His Struggle With Addiction
And about those addictions? Sort of an occupational hazard for those in the film industry. What is so surprising to me is that he lived to the age of 92, even though he didn’t shed those addictions until later in life. In the 70s, he claimed to have had a spiritual experience in the form of a casino busboy who told him, “Mr. Rooney, Jesus Christ loves you very much.”
Rooney believed the boy to be an angel, and began a religious conversion to evangelical Christianity. One might guess that is when he started addressing his addiction issues, but there is little to be found about when he (or if he) ventured into recovery, just that he did eventually clean up.
Since he lived into his 90s, he couldn’t have continued down that path and survived that long, so it’s an educated guess that he found sobriety somehow. Of course, some may wonder how he survived eight marriages, or how his wives survived him!
The closest thing I found to him disclosing that private part of his life came from a review of a book he wrote, The Search for Sonny Skies. The title character, Sonny, paralleled many things true of Rooney’s own experiences. Sonny Skies was a box office smash by the time he was 16.

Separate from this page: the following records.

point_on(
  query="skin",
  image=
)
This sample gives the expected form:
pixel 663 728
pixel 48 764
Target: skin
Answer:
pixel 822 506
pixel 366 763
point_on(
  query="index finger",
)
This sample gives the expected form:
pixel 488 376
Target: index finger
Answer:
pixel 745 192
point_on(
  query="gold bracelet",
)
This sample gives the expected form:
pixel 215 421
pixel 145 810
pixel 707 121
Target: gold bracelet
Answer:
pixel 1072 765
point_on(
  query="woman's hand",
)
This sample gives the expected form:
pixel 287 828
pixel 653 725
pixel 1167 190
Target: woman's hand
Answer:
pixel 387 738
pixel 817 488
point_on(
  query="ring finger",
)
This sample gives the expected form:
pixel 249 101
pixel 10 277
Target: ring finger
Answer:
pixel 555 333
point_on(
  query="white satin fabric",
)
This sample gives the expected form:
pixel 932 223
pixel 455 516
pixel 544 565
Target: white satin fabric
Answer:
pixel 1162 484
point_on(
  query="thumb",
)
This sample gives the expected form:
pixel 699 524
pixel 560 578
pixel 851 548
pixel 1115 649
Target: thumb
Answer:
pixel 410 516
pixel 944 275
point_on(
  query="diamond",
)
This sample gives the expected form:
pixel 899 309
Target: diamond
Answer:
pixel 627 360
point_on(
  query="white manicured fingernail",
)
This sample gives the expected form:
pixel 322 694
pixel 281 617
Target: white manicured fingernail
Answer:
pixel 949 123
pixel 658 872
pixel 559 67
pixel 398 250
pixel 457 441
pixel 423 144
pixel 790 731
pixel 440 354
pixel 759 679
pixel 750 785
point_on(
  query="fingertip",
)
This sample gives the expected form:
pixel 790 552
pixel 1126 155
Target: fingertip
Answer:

Sonny wedded and bedded beautiful film stars beginning when he was 19, just as Rooney did. Skies was drafted, then Rooney changes the parallel a bit, by having Sonny disappear in the war. He uses a fictitious gossip columnist looking for Sonny, as the embodiment of his private self. It’s that tempestuous writer who’s the alcoholic poker player.
It’s he who finds recovery and attends three AA meetings a week. People who have never attended AA don’t have much an idea of how often the average alcoholic tends to continue showing up at meetings to maintain a program. Since artists often subconsciously put themselves into their work, so it may be with writers. The book didn’t get particularly good reviews, but maybe there’s some insight into his private demons to be found.
Not so private was his activism against elder abuse. It seems at age 90, Rooney had to file a restraining order and make public his degrading experiences in the care of his stepson, Chris Aber, child of his last wife Joy Rooney, and stepdaughter Christina Aber.
He charged them with verbal, emotional and financial abuse. He claimed they denied him basic necessitates like food, water and medicine. And access to his own money. Forced him to take roles he didn’t want to. He was denied access to his mail… He claimed he was literally a prisoner in his own home. One can only hope relapse hadn’t left Rooney vulnerable to that sort of thing. It happens.
The courts favored Rooney’s side and he was put into the care of his own son, Mark Rooney, with whom he lived until his death.
So Rooney’s full life was the typical roller coaster ride of an alcoholic/addict with too much money and power. He had been a number one box office draw in 1939, but filed bankruptcy in 1996. He gained and lost his fortune a few times over the course of his long career, and remained beloved to his fans.
There was more privacy in those days, or his reputation may have made Lindsay Lohan look like a choir girl by comparison.
A Long Life
But in the end, he won. He lived to be 92. Some say the alcoholics who find recovery are the lucky ones. Some say those who find and maintain sobriety tend to be highly intelligent. Heck – even Einstein was kinda nuts, so maybe the public eye has shown favor on Rooney for his sheer talent, achievements and never-say-die attitude.
One good thing is that I read very little smearing about his addictions. Anonymity was respected, as it is meant to be.
Thanks for the example, Mr. Rooney, about how it’s done, and how it shouldn’t be done. May your legacy live on and may you truly rest, at last.